Art and the Crisis of Imagination
Sometimes it feels like we’re living through one big dumpster fire. I could easily make the case that the world is a whole mess of intractable problems: Poverty, food insecurity, inequality, climate change. And add to that the fact that we’re seeing things crucial to the functioning of this country being contested in new and pernicious ways: Truth, citizenship, the extent to which some of us value democracy itself. We’ve tried just about everything: We protest; we form commissions; we write policy; we turn to technology; and in some cases we even throw money at these issues. But what really holds us back is lack of imagination, and the arts are critical fuel for that.
The thing we haven’t tried is a heavy investment in the arts and centering them in all of these conversations about these issues that affect us all.

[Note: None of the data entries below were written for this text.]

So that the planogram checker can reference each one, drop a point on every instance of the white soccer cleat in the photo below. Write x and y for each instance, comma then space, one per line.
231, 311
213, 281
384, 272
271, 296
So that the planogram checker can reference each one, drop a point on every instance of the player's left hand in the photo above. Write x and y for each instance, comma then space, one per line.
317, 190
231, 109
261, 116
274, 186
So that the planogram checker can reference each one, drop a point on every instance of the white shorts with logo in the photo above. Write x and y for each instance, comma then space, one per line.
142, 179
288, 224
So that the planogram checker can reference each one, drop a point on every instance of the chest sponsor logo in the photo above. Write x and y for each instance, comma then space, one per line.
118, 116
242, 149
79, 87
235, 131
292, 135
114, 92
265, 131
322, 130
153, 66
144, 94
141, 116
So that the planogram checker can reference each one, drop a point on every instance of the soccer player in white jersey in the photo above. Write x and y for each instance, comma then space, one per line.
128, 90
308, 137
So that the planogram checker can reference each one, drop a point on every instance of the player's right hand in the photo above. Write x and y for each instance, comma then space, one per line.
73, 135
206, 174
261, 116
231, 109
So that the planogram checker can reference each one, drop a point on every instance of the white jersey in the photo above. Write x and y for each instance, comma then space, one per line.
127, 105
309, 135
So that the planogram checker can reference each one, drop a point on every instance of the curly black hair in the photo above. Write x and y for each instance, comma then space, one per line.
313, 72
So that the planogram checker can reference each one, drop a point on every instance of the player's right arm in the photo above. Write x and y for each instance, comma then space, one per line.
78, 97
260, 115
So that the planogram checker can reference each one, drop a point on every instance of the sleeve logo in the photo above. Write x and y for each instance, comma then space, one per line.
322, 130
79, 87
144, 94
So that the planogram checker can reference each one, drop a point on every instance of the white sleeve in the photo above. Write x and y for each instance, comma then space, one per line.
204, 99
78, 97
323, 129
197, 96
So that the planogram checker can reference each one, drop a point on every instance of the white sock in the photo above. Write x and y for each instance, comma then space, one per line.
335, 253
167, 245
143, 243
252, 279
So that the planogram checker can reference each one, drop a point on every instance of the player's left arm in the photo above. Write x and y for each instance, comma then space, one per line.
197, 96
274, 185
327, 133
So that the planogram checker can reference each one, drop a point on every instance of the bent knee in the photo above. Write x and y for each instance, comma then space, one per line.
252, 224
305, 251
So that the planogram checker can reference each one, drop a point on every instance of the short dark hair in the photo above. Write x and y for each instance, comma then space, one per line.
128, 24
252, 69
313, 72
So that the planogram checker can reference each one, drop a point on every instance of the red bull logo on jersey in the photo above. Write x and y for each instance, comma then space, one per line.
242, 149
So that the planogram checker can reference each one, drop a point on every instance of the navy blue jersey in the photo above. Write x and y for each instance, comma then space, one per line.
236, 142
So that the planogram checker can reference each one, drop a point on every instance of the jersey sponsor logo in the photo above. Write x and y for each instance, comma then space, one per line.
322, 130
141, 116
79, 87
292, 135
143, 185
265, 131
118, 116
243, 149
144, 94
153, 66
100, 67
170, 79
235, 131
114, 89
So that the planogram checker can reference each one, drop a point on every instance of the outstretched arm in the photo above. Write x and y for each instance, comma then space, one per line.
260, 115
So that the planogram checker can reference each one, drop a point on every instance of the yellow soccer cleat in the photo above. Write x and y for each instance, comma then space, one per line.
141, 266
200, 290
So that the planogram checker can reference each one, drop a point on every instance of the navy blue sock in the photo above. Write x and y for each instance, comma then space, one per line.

A few months back, I wrote that the arts should be considered essential services. Beyond that, there needs to be a massive investment into art experiences as entry points into civic dialogue, engagement and the rebuilding of the public sphere. The artists and arts professionals among us know that civic dialogue via the arts is a real thing. Back in 2005, Americans for the Arts published the results of its four-year Animating Democracy program that emphasized the following: The arts can be sparks for civic dialogue and the multiple perspectives around issues; it can be an invitation to bring forward often silenced or divergent viewpoints; it creates a space psychologically, experientially and intellectually that encourages reflection and discussion; and it can provide an alternate form of dialogue, as with dance, theater or performance art that can communicate beyond the possibilities of everyday language.
Imagination is exactly what we need if we’re going to design the robust futures that we deserve. It’s through the arts that we foreground empathy, feeling, and an understanding of other perspectives. And it’s only in that space can we find enduring solutions that will benefit us all.